I am rather new to CloverETL, using the technology to develop a datastore for an analytic web application (Oracle Endeca Information Discovery 2.3).
I am using the XMLExtract component to read a jagged file, essentially a scrape from a CMS directory. Each record in the file varies in width, carrying a different collection of source properties (anywhere from about 5 to 30).
First, I tried without a schema using the source following source code, but cannot generate a tree structure to be edited in the visual mapping editor:
Also, I am unsure of how best to configure the metadata for this file.
I would like to map each PROP and its PVAL on a source record to a Clover property with the PROP NAME. Is there a way to avoid doing this manually?
I would appreciate any direction or insight anyone could provide on this.
yes this is possible. However since the graph reads the metadata on it’s startup, you have to split the action into 2 graphs. First one generates your metadata through the XMLWriter component and the second graph can then use it. You can chain them together by the RunGraph component (as seen in the example). Also the metadata have to have no whitespaces, so I’ve added an reformat component which replaces all unwanted characters with underscore.
I’ve created a sample solution, which you can view.
If you have a chance, I am wondering about the following error:
ERROR [WatchDog] - Node REMOVE_ALL_WHITE_SPACES finished with status: Error occurred in nested transformation: ERROR caused by: Message: Transform failed! caused by: org.jetel.ctl.TransformLangExecutorRuntimeException: Interpreter runtime exception in function replace on line 6 column 21 - Unexpected null value.

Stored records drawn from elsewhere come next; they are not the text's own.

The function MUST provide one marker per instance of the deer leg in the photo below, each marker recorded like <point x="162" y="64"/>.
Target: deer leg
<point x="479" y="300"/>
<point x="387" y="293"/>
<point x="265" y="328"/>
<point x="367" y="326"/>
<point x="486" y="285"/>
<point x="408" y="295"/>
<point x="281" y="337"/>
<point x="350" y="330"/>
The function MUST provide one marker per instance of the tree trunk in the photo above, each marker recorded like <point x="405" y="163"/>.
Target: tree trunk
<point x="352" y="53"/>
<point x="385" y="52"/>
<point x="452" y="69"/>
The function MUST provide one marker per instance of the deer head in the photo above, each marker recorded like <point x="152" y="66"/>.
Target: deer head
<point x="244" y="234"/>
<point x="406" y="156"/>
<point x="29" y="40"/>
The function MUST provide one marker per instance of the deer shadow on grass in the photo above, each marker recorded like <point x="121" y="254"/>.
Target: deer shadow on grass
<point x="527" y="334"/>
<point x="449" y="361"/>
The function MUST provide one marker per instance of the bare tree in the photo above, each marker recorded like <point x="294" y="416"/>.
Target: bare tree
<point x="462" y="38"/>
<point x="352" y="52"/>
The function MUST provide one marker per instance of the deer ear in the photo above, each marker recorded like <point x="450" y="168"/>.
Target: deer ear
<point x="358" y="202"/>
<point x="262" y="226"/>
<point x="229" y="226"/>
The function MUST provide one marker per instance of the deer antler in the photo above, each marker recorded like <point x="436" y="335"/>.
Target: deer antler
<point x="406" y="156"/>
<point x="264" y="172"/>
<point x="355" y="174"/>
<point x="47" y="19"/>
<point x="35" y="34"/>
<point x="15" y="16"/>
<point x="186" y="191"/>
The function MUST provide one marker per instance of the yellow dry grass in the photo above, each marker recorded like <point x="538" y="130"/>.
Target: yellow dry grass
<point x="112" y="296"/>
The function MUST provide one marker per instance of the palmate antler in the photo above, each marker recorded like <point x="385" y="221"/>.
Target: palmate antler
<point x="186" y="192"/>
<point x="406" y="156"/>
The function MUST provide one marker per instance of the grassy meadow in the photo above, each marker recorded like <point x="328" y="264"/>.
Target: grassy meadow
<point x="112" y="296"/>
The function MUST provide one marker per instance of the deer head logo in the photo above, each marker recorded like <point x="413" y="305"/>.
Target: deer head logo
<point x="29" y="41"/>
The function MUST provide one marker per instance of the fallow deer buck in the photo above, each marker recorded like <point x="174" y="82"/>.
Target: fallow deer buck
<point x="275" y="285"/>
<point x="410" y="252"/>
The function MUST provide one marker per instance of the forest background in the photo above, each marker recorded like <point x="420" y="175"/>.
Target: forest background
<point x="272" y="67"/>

Using your solution I was able to successfully deploy data from a couple of files. However, execution of the transform fails on a large file with the same XML structure.
Does this error indicate malformed XML? The file reads and maps properly in another environment (Endeca InFront). Anything else worth noting here?
if there are null records in your data, you need to strip the data flow rid of them. You could make an extra Reformat for this. I just incorporated this into the one that removes all whitespaces. It throws away all records that don’t have a NAME set (no property name). If you want to do something with these records, you can dump them to the second port for instance or, name them with something generic and include them back in the stream.
Open the RemoveAllWhitespaces component in both of your graphs, switch to the “source” tab and replace the code with the one provided below.
function integer transform() {
if($in.0.Name!=null){ // Is the record OK?
$out.0.Pval = $in.0.Pval;
$out.0.Name = replace($in.0.Name, "[^a-zA-Z0-9_]", "_"); // Get rid of all "bad" characters.
$out.0.id = $in.0.id;
return OK; // This means "pass the record on".
}
else return -1; // This means "throw away this record".
}